Movie Review: Rebel Without a Cause (1955)
A review of the 1955 dramatic movie starring James Dean and Natalie Wood.
I ended up picking this film for our family movie night because it was something a little different from what we normally watch and I figured my oldest daughter would enjoy it. This was the first time I've seen this movie in a while and, after watching it again, I found it was as enjoyable as I remember it.
I think the thing I liked about this movie is the way it was so easy to share in Jim's (Dean) frustration. His mom was always forcing them to move, making him the chronic new kid at school. His dad wouldn't stand up to his mom despite the fact she needed someone to do that and, when he wanted to do the right thing, such as telling the cops what caused the fatal accident, everyone from his classmates to his parents are against it.
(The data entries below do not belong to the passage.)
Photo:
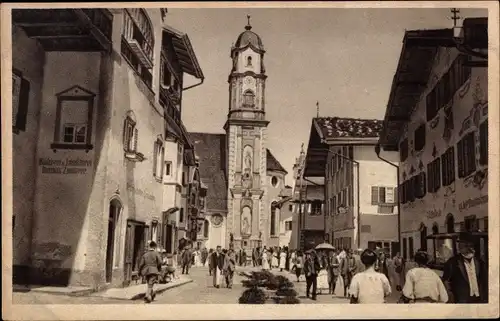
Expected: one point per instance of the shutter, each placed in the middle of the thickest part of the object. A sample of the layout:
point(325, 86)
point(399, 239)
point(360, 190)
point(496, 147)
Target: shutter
point(461, 158)
point(374, 195)
point(22, 113)
point(136, 135)
point(155, 158)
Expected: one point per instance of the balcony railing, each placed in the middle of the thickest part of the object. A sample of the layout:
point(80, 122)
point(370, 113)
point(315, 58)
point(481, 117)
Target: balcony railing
point(67, 29)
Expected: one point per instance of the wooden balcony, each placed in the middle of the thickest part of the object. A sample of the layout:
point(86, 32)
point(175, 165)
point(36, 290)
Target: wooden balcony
point(87, 30)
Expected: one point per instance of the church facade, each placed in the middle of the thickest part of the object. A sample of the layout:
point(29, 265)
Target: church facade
point(244, 179)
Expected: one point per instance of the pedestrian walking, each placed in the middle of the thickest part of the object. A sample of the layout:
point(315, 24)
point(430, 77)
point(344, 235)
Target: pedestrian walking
point(149, 268)
point(465, 274)
point(299, 265)
point(348, 270)
point(399, 269)
point(369, 286)
point(423, 285)
point(229, 268)
point(282, 260)
point(323, 284)
point(333, 271)
point(187, 258)
point(217, 262)
point(265, 261)
point(311, 268)
point(209, 259)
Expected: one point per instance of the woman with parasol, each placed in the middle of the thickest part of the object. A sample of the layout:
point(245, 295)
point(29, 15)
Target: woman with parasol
point(323, 249)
The most intriguing character in this, however, had to be Plato (Mineo). When he was first introduced, it was obvious he was a troubled kid and potentially a future serial killer. And, while I wasn't sure what to think of him at first, as we learned more about him and how his parents pretty much abandoned him, he became a much more sympathetic character than I thought he would.
The movie also had quite a bit more suspense in it than I thought it would, especially when Plato started using his gun and then sought refuge in the planetarium. I wasn't sure how that situation was going to end. But, I figure it wasn't going to be a happy ending.
Overall, I thought Natalie Wood did a great job as Dean's love interest Judy. It was a complex role because she had to be sexy while, at the same time, be as troubled as the other kids in the movie, especially when it came to her own daddy issues (what kind of father doesn't want his daughter to tell him she loves him?).
My biggest complaint about this film, however, is how quickly she moves on from her now-deceased boyfriend (Corey Allen) to become romantically involved with Dean. From what I can tell, she loved her boyfriend. And, while I could probably see her moving on relatively quickly after a few days of grief, having her practically forget him just hours after he died did seem to be a bit on the cold side, even in a drama like this one.
There does seem to be a lack of emotion toward the boy that gets killed early on in the film. However, despite that, I do think this is a great movie and, after watching it, it's easy to understand why it is considered a classic. If you haven't seen this movie, I would recommend taking the time to watch it.